We have presented two ways to compute linear regression statistics for each value of a grouping variable. The first approach utilizes the linear_regression_rows() method and must be called separately for each group even though it can compute statistics for multiple phenotypes simultaneously. This is because the linear_regression_rows() method drops samples that have a missing value for any of the phenotypes. When the groups are mutually exclusive, such as ‘Male’ and ‘Female’, no samples remain! Note that we cannot define male_pheno = ~female_pheno because we subsequently need male_pheno to be an expression on the mt_linreg matrix table rather than mt. Lastly, the argument to root must be specified for both cases – otherwise the ‘Male’ output will overwrite the ‘Female’ output.

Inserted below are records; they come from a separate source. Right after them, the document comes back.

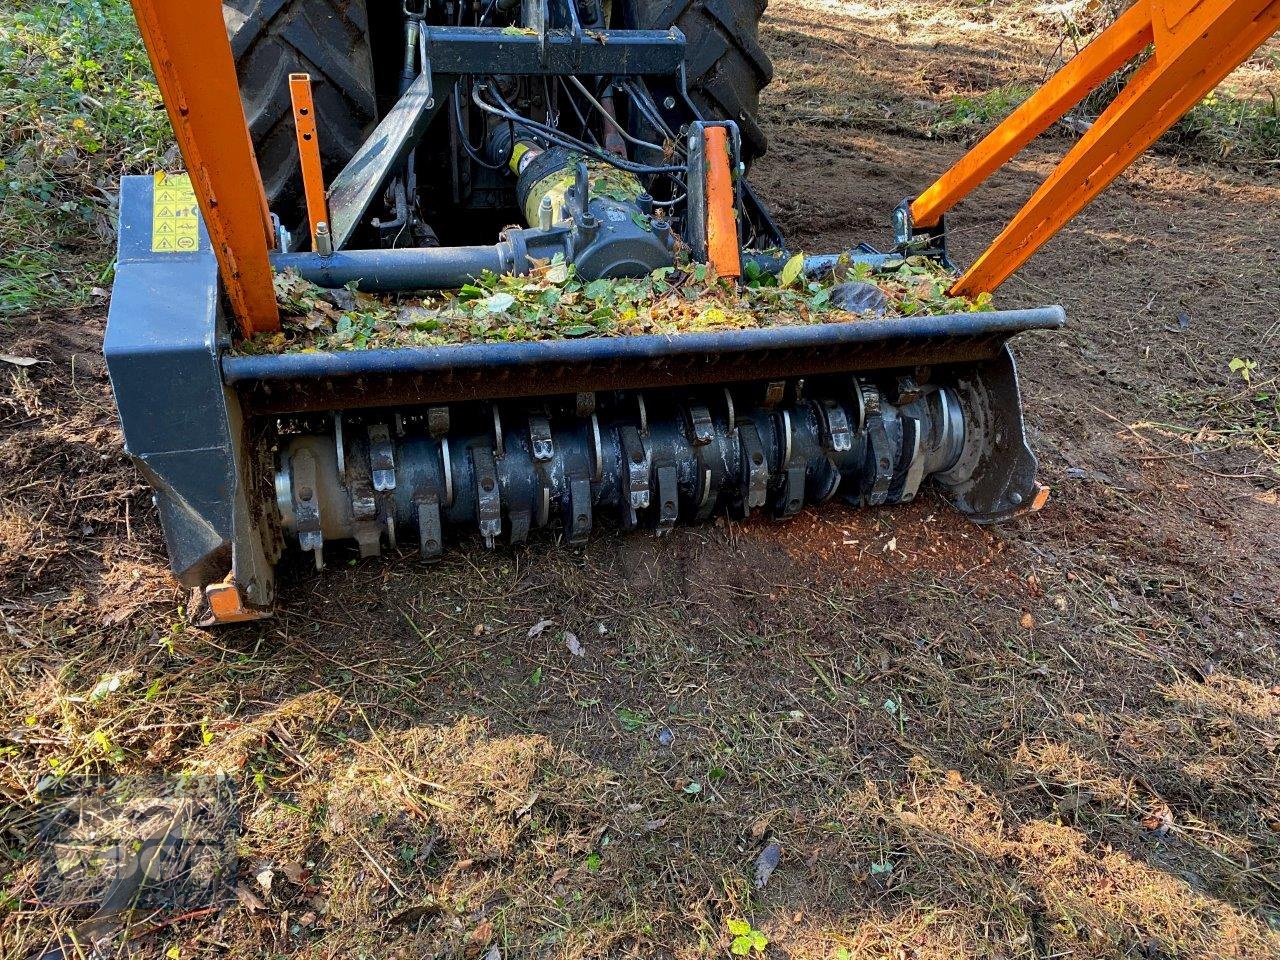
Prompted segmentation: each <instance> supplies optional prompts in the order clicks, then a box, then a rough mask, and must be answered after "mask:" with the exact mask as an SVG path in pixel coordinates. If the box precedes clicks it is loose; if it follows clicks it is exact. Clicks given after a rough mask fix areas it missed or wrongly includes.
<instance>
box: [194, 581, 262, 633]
mask: <svg viewBox="0 0 1280 960" xmlns="http://www.w3.org/2000/svg"><path fill="white" fill-rule="evenodd" d="M268 616H269V614H268V612H266V611H260V609H256V608H253V607H247V605H246V604H244V598H243V596H242V595H241V591H239V588H238V586H237V585H236V581H234V580H233V579H232V577H230V576H228V577H227V579H225V580H223V581H221V582H220V584H210V585H209V586H206V588H205V611H204V616H202V617H201V618H200V620H198V621H197V623H196V626H200V627H211V626H223V625H227V623H248V622H251V621H255V620H262V618H265V617H268Z"/></svg>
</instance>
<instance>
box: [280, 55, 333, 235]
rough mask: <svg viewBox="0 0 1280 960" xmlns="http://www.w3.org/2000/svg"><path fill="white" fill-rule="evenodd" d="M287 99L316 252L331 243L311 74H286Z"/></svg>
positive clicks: (311, 228) (291, 73) (314, 101)
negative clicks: (299, 162)
mask: <svg viewBox="0 0 1280 960" xmlns="http://www.w3.org/2000/svg"><path fill="white" fill-rule="evenodd" d="M289 97H291V99H292V100H293V125H294V128H296V129H297V134H298V160H300V161H301V165H302V188H303V192H305V193H306V198H307V219H308V221H310V224H311V250H316V251H319V250H321V247H324V246H326V244H328V243H332V241H330V239H329V237H330V234H329V202H328V200H326V198H325V188H324V169H323V168H321V165H320V132H319V129H317V127H316V109H315V101H314V100H312V97H311V74H308V73H291V74H289ZM321 233H323V234H324V237H323V238H321Z"/></svg>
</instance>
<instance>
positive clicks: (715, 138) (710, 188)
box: [703, 127, 742, 280]
mask: <svg viewBox="0 0 1280 960" xmlns="http://www.w3.org/2000/svg"><path fill="white" fill-rule="evenodd" d="M703 137H704V143H705V150H704V156H705V157H707V183H705V195H707V262H708V264H709V265H710V268H712V273H714V274H716V275H717V276H724V278H731V279H735V280H737V279H740V278H741V276H742V250H741V247H740V243H739V237H737V211H736V192H735V189H733V172H732V170H731V169H730V156H731V152H730V141H728V128H727V127H707V128H705V129H704V131H703Z"/></svg>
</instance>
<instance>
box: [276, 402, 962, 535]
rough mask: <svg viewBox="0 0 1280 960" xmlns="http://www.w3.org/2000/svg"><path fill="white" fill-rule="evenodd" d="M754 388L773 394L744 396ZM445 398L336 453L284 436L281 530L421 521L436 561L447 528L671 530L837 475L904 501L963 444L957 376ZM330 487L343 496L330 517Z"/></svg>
mask: <svg viewBox="0 0 1280 960" xmlns="http://www.w3.org/2000/svg"><path fill="white" fill-rule="evenodd" d="M771 394H772V397H771ZM749 396H758V397H762V398H765V402H764V403H762V402H759V401H758V402H756V403H754V404H753V403H744V402H742V401H741V397H749ZM788 398H790V399H788ZM768 399H776V401H777V403H776V404H774V406H773V407H768V406H767V402H768ZM602 401H603V402H602ZM438 410H439V408H436V411H438ZM436 411H431V412H428V416H426V417H422V416H421V415H420V413H406V415H403V416H401V417H399V419H398V420H394V421H390V422H397V424H399V425H402V428H403V429H397V430H390V429H389V428H388V426H387V422H388V419H387V416H385V415H379V420H378V421H376V422H375V424H372V425H370V426H367V428H364V429H361V430H358V431H357V430H353V429H352V426H351V424H349V422H347V424H346V433H347V436H348V438H353V439H349V440H348V443H347V449H346V456H344V460H343V461H342V465H339V462H338V457H337V456H335V440H334V438H333V436H332V435H330V436H325V435H323V434H305V433H300V434H296V435H291V439H289V440H288V442H287V443H285V447H284V449H283V451H282V454H280V468H279V472H278V475H276V485H278V490H279V492H282V493H280V494H279V498H278V499H279V503H280V507H282V526H283V527H284V530H285V532H287V535H288V536H289V538H292V539H294V540H296V541H297V544H298V547H301V548H302V549H310V550H317V548H319V547H321V545H323V543H324V541H325V540H330V541H332V540H335V539H352V540H356V541H357V543H358V545H360V549H361V552H362V553H364V554H366V556H367V554H372V553H376V552H378V550H379V549H380V543H381V536H384V535H385V536H388V541H389V543H392V544H394V539H392V536H393V535H401V536H412V539H415V540H416V541H417V544H419V550H420V553H421V556H422V557H424V558H425V559H434V558H435V557H439V556H440V552H442V550H443V544H444V541H445V538H447V536H449V531H451V530H453V531H466V530H467V529H470V530H471V531H476V532H479V535H480V538H481V539H483V540H484V543H485V544H486V545H489V547H494V545H497V543H498V540H499V539H500V538H502V536H503V535H507V536H509V540H511V543H522V541H524V540H526V539H527V538H529V536H530V534H531V532H532V531H534V530H536V529H541V527H547V526H552V525H559V527H561V529H562V531H563V536H564V539H566V540H567V541H568V543H572V544H581V543H584V541H586V540H588V539H589V538H590V534H591V530H593V527H594V525H595V522H596V517H602V516H603V517H608V518H612V520H614V522H617V524H618V525H621V526H622V527H625V529H634V527H641V526H648V527H650V529H653V530H655V531H657V532H658V534H659V535H660V534H666V532H668V531H671V530H672V529H673V527H675V526H676V524H677V522H680V521H681V520H686V521H698V520H704V518H707V517H709V516H712V515H713V513H716V512H722V511H724V509H726V508H731V509H732V511H733V512H735V513H736V515H739V516H744V517H745V516H749V515H750V512H751V511H754V509H769V511H771V512H772V513H773V515H774V516H778V517H790V516H794V515H796V513H797V512H799V511H800V509H801V508H803V507H804V504H805V503H806V502H810V503H817V502H820V500H824V499H827V498H829V497H833V495H836V493H837V492H838V490H841V489H842V490H845V493H846V494H847V495H850V497H851V498H854V499H856V500H859V502H861V503H867V504H873V503H896V502H900V500H909V499H911V498H913V497H914V495H915V492H916V489H918V486H919V484H920V481H923V479H924V477H927V476H929V475H932V474H936V472H940V471H943V470H950V468H951V467H952V466H954V463H955V462H956V461H957V460H959V458H960V453H961V449H963V448H964V442H965V440H964V438H965V421H964V417H963V416H961V415H960V411H961V407H960V399H959V397H957V394H956V393H955V392H954V390H952V389H951V388H948V387H937V385H923V387H920V388H919V396H918V397H916V399H915V401H914V402H913V403H911V404H910V406H909V407H900V406H896V404H893V403H891V402H888V401H887V399H886V398H884V394H883V393H882V392H881V389H879V388H878V387H877V385H874V384H870V383H861V381H852V383H851V381H850V380H847V379H842V380H838V381H819V380H813V379H812V380H810V381H809V383H808V384H806V385H805V389H804V392H801V390H800V389H799V388H797V384H794V383H792V384H785V385H783V388H774V389H765V388H764V387H760V388H759V389H758V392H755V393H753V392H751V390H750V389H748V388H744V389H742V390H741V393H740V394H739V399H737V402H735V398H733V397H732V396H728V394H726V393H724V390H723V389H717V390H714V392H709V393H708V394H707V396H705V398H704V397H696V398H694V399H690V398H689V397H687V394H685V396H680V397H673V396H672V394H669V393H667V394H662V393H657V392H655V393H654V394H650V396H649V401H648V402H641V401H640V398H639V396H637V394H627V393H618V394H607V396H602V398H598V397H596V396H595V394H580V396H576V397H575V396H570V397H564V398H561V399H558V401H557V399H552V401H548V402H547V403H545V406H539V407H535V408H534V410H531V411H530V410H527V408H521V407H518V406H517V404H500V403H499V404H497V406H494V407H492V408H488V407H486V408H485V410H484V412H483V413H480V415H472V416H470V417H468V419H466V420H449V419H448V417H445V416H444V413H443V412H436ZM334 429H335V430H338V429H342V426H340V425H339V424H338V422H337V421H335V422H334ZM366 438H367V445H369V449H367V451H365V449H364V445H365V443H366ZM451 451H452V452H453V453H451ZM499 451H500V456H499ZM388 474H389V475H388ZM308 492H310V493H308ZM321 503H323V504H334V506H333V508H329V507H328V506H326V508H325V509H326V512H325V513H324V516H323V517H321V515H320V504H321Z"/></svg>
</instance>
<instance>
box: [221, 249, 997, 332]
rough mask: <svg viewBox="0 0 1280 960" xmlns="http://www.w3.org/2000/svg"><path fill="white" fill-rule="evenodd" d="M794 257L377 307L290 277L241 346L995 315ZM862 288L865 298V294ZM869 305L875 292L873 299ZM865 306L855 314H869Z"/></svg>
mask: <svg viewBox="0 0 1280 960" xmlns="http://www.w3.org/2000/svg"><path fill="white" fill-rule="evenodd" d="M801 264H803V260H801V259H800V257H799V256H796V257H792V259H791V261H788V262H787V264H786V266H783V269H782V270H781V271H780V273H778V274H776V275H774V274H768V273H760V271H756V270H749V271H748V276H746V279H745V283H741V284H736V283H732V282H731V280H724V279H719V278H716V276H714V275H712V274H709V273H708V270H707V266H705V265H703V264H691V265H682V266H672V268H663V269H660V270H654V271H653V273H652V274H650V275H648V276H645V278H641V279H620V280H605V279H598V280H590V282H586V280H582V279H580V278H579V276H576V275H575V273H573V268H572V266H571V265H567V264H563V262H559V261H553V262H549V264H545V265H543V266H540V268H539V269H536V270H535V271H534V273H532V274H530V275H521V276H511V275H504V276H499V275H495V274H485V275H484V276H481V278H480V279H479V280H476V282H475V283H472V284H467V285H466V287H462V288H461V289H458V291H448V292H442V293H431V294H428V296H425V297H424V296H413V297H407V296H404V294H399V296H398V297H387V296H374V294H367V293H360V292H356V291H353V289H338V291H326V289H321V288H319V287H316V285H314V284H311V283H308V282H306V280H303V279H302V278H301V276H300V275H298V274H296V273H292V271H288V273H283V274H278V275H276V278H275V288H276V294H278V298H279V303H280V310H282V312H283V314H284V323H283V328H282V330H280V332H279V333H273V334H262V335H259V337H256V338H253V339H251V340H247V342H244V343H243V344H241V349H242V351H243V352H247V353H280V352H300V351H340V349H367V348H385V347H430V346H444V344H458V343H506V342H527V340H557V339H568V338H577V337H634V335H644V334H659V335H669V334H680V333H694V332H708V330H741V329H748V328H759V326H790V325H796V324H823V323H854V321H858V320H865V319H869V317H874V316H914V315H920V314H956V312H973V311H984V310H989V308H991V297H989V296H987V294H984V296H982V297H979V298H978V300H974V301H970V300H968V298H963V297H952V296H948V294H947V288H948V285H950V284H951V282H952V279H954V278H952V275H951V274H950V273H948V271H947V270H946V269H945V268H942V266H940V265H938V264H936V262H934V261H932V260H927V259H924V257H911V259H910V260H908V261H906V262H904V264H902V265H901V266H899V268H897V269H896V270H891V271H886V273H877V274H873V273H872V270H870V269H869V268H868V266H867V265H864V264H847V265H842V266H837V269H836V270H835V271H832V273H831V274H829V275H828V276H827V278H824V279H823V280H813V279H806V278H805V276H804V274H803V270H801ZM850 283H858V284H874V287H876V288H878V291H879V292H881V294H883V301H882V302H881V307H879V308H878V310H877V308H869V310H860V312H854V311H852V310H849V308H842V306H841V303H849V301H846V300H845V298H844V297H842V296H841V293H842V292H844V291H847V289H849V285H847V284H850ZM864 289H865V288H864ZM872 293H873V296H874V291H872ZM865 302H867V300H865V297H864V298H863V301H860V303H865Z"/></svg>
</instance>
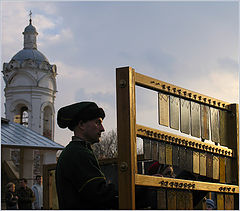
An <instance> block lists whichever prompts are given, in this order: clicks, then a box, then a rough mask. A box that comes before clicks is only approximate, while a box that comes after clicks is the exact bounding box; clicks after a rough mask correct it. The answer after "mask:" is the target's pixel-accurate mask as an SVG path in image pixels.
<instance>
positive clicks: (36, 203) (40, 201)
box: [32, 175, 43, 210]
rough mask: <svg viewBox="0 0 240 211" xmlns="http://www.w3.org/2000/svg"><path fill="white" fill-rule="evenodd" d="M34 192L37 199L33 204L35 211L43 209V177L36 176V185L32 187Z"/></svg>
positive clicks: (32, 189)
mask: <svg viewBox="0 0 240 211" xmlns="http://www.w3.org/2000/svg"><path fill="white" fill-rule="evenodd" d="M32 190H33V192H34V195H35V197H36V200H35V201H34V202H33V209H34V210H41V209H43V188H42V177H41V176H40V175H37V176H36V184H35V185H33V186H32Z"/></svg>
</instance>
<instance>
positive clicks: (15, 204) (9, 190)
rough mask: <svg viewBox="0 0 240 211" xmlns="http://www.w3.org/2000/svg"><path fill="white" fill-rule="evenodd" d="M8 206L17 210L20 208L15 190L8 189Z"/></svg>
mask: <svg viewBox="0 0 240 211" xmlns="http://www.w3.org/2000/svg"><path fill="white" fill-rule="evenodd" d="M5 199H6V207H7V210H16V209H18V198H17V196H16V193H15V192H12V191H10V190H9V191H7V192H6V194H5Z"/></svg>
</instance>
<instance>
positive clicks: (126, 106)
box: [116, 67, 137, 210]
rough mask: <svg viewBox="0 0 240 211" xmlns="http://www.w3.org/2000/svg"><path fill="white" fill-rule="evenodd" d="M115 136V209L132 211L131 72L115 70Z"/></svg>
mask: <svg viewBox="0 0 240 211" xmlns="http://www.w3.org/2000/svg"><path fill="white" fill-rule="evenodd" d="M116 87H117V135H118V164H119V166H118V180H119V185H118V188H119V208H120V209H125V210H128V209H135V173H136V171H137V166H136V165H137V156H136V129H135V126H136V108H135V71H134V69H132V68H131V67H123V68H117V81H116Z"/></svg>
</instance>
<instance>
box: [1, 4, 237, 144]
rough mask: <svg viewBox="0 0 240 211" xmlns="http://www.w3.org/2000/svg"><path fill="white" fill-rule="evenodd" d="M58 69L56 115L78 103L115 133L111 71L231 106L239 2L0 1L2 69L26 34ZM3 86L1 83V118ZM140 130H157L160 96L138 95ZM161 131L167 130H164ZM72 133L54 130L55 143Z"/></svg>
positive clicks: (235, 88)
mask: <svg viewBox="0 0 240 211" xmlns="http://www.w3.org/2000/svg"><path fill="white" fill-rule="evenodd" d="M30 10H31V11H32V24H33V25H34V26H35V27H36V29H37V31H38V37H37V46H38V50H39V51H40V52H42V53H43V54H44V55H45V56H46V57H47V58H48V60H49V62H50V64H56V66H57V72H58V75H57V78H56V80H57V91H58V92H57V94H56V100H55V111H56V114H57V111H58V110H59V108H61V107H63V106H65V105H69V104H72V103H75V102H79V101H83V100H91V101H95V102H96V103H97V104H98V105H99V106H100V107H103V108H104V110H105V112H106V118H105V119H104V122H103V123H104V126H105V130H106V132H108V131H110V130H112V129H116V127H117V123H116V122H117V120H116V77H115V75H116V68H118V67H125V66H131V67H133V68H134V69H135V71H136V72H138V73H141V74H145V75H148V76H150V77H153V78H156V79H159V80H161V81H165V82H168V83H171V84H174V85H177V86H180V87H183V88H186V89H189V90H192V91H195V92H199V93H201V94H204V95H207V96H211V97H214V98H217V99H220V100H223V101H227V102H229V103H238V102H239V74H238V69H239V65H238V59H239V44H238V43H239V3H238V1H212V2H209V1H202V2H197V1H175V2H173V1H166V2H164V1H151V2H147V1H138V2H137V1H131V2H128V1H118V2H114V1H103V2H101V1H95V2H93V1H89V2H86V1H85V2H84V1H67V2H66V1H41V2H40V1H4V0H3V1H1V32H2V40H1V49H2V52H1V65H3V63H4V62H9V61H10V60H11V58H12V57H13V56H14V55H15V54H16V53H17V52H18V51H20V50H22V49H23V35H22V32H23V31H24V28H25V27H26V26H27V25H28V24H29V16H28V15H29V11H30ZM4 86H5V83H4V81H3V78H2V77H1V94H2V95H1V115H2V117H5V114H4V101H5V98H4V94H3V89H4ZM136 91H137V93H136V96H137V123H138V124H142V125H146V126H151V127H154V128H157V129H161V128H162V127H161V126H159V125H158V124H157V119H158V118H157V115H158V114H157V94H156V93H154V92H149V91H147V90H143V89H141V88H137V90H136ZM163 129H164V128H163ZM71 136H72V133H71V132H70V131H68V130H67V129H60V128H59V127H58V126H57V125H56V126H55V141H56V142H57V143H60V144H62V145H64V146H65V145H66V144H67V143H68V142H69V141H70V139H71Z"/></svg>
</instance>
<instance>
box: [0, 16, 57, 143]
mask: <svg viewBox="0 0 240 211" xmlns="http://www.w3.org/2000/svg"><path fill="white" fill-rule="evenodd" d="M37 35H38V33H37V30H36V28H35V27H34V26H33V25H32V20H31V17H30V20H29V25H28V26H27V27H26V28H25V30H24V32H23V36H24V48H23V49H22V50H20V51H19V52H18V53H17V54H16V55H15V56H13V57H12V59H11V60H10V62H9V63H4V64H3V71H2V72H3V75H4V81H5V83H6V87H5V89H4V92H5V99H6V102H5V114H6V118H7V119H9V120H10V121H14V122H18V123H20V124H23V125H25V126H26V127H28V128H30V129H32V130H34V131H36V132H37V133H39V134H41V135H43V136H46V137H47V138H49V139H52V140H53V139H54V125H55V124H54V123H55V110H54V101H55V97H56V92H57V91H56V89H57V87H56V75H57V67H56V65H54V64H53V65H51V64H50V63H49V61H48V59H47V58H46V57H45V56H44V55H43V54H42V53H41V52H40V51H38V50H37V41H36V40H37Z"/></svg>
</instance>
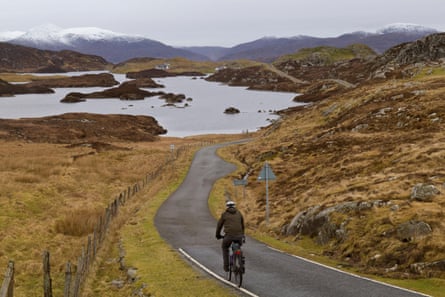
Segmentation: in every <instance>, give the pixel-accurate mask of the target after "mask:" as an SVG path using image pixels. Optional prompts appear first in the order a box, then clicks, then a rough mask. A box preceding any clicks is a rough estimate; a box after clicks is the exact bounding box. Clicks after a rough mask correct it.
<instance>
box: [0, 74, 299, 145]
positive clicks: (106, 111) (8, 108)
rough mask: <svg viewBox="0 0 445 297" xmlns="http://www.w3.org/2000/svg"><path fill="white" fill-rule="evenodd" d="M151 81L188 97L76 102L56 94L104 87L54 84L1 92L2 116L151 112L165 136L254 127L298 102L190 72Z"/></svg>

The second approach uses the aggregators.group_by() and aggregators.linreg() aggregators. The aggregation expression generates a dictionary where a key is a group (value of the grouping variable) and the corresponding value is the linear regression statistics for those samples in the group. The result of the aggregation expression is then used to annotate the matrix table.

The linear_regression_rows() method is more efficient than the aggregators.linreg() aggregator and can be extended to multiple phenotypes, but the aggregators.linreg() aggregator is more flexible (multiple covariates can be vary by entry) and returns a richer set of statistics.